In modern day Columbia, just as in the rest of the world, the gap between rich and poor grows ever wider, swallowing entire generations in the process. This is the bleak reality at the heart of Gente De Bien, the third feature from Colombian director Franco Lolli which, although nothing new, is a solid entry in the enduring stable of Latin American social cinema.
The film approaches the issue through 10-year-old Eric (Brayan Santamaria), sent to live with his estranged father Gabriel (Carlos Fernando Perez) who scrapes together a living as a carpenter. After taking pity on their plight, his wealthy client Maria Isabel (Alejandra Borrero) invites the pair to spend Christmas with her family. Initially everyone is welcoming but the festive facade soon begins to crack – and it’s Eric who bears the emotional brunt.

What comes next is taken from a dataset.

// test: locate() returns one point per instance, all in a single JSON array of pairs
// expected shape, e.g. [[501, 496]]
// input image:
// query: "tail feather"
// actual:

Staying just on the right side of melodrama, Gente De Bien – which translates to either ‘good’ or ‘well-off people’ – is a well-observed snapshot of life below the poverty line. Through nuanced human interaction, Lolli effectively makes the damning point that this an endemic problem which, despite the good intentions of individuals like Maria Isabel, is embedded in the Colombian psyche. This is particularly clear in the behaviour of the children; initially friendly, they soon turn on Eric and he becomes an outcast for no apparent reason other than he is an interloper who simply does not belong.

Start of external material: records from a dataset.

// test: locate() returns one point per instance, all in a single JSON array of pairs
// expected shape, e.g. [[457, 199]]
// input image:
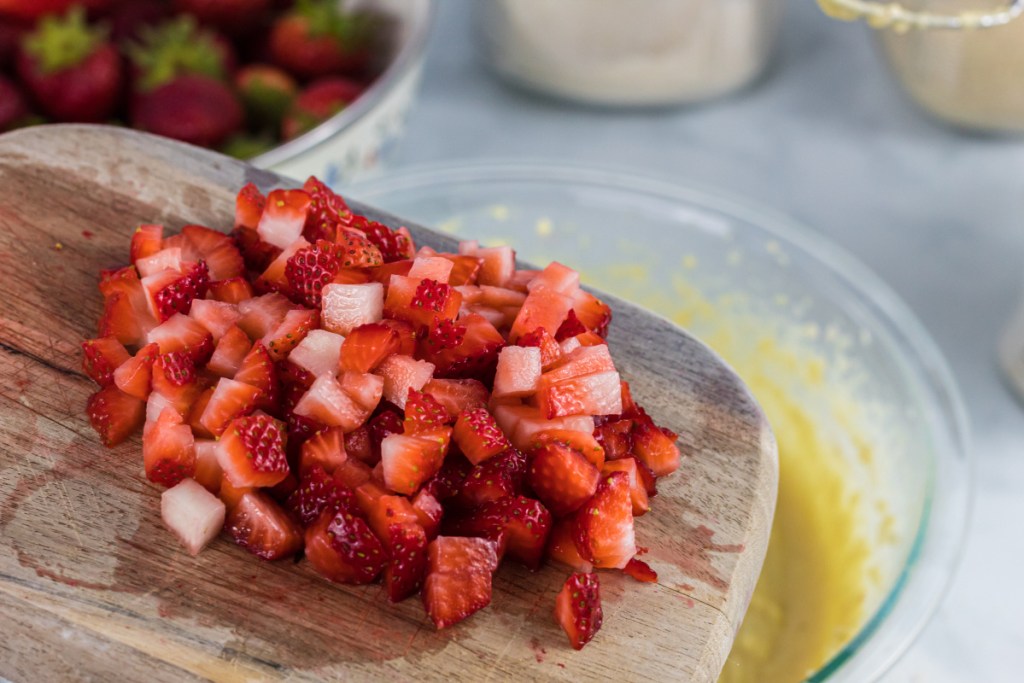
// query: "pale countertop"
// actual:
[[828, 138]]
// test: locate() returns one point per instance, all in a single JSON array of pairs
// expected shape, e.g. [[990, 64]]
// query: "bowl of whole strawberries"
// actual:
[[301, 86]]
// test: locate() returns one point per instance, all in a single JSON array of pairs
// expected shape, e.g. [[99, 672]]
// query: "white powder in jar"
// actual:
[[630, 52]]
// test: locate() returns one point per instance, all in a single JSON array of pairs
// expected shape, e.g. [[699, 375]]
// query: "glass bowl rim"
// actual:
[[922, 356]]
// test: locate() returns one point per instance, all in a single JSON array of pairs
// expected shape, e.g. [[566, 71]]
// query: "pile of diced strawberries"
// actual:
[[311, 383]]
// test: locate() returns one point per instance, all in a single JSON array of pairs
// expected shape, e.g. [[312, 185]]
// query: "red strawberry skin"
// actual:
[[194, 109]]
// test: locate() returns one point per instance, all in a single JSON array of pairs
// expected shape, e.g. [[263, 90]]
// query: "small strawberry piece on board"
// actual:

As Eric, newcomer Santamaria is outstanding, his infectious energy propelling the narrative and adding real weight to its message. Without his buoyant spirit the film may have buckled under its own good intentions, Lolli’s determination to highlight the drudgery of deprivation resulting in a sluggish tone. As it is, Eric’s innocent joy – dancing to a favourite song, splashing in a pool – is enough to prevent this story from becoming entirely moribund although, as Eric’s eyes are opened to the injustices all around, these moments become, heartbreakingly, fewer and further between.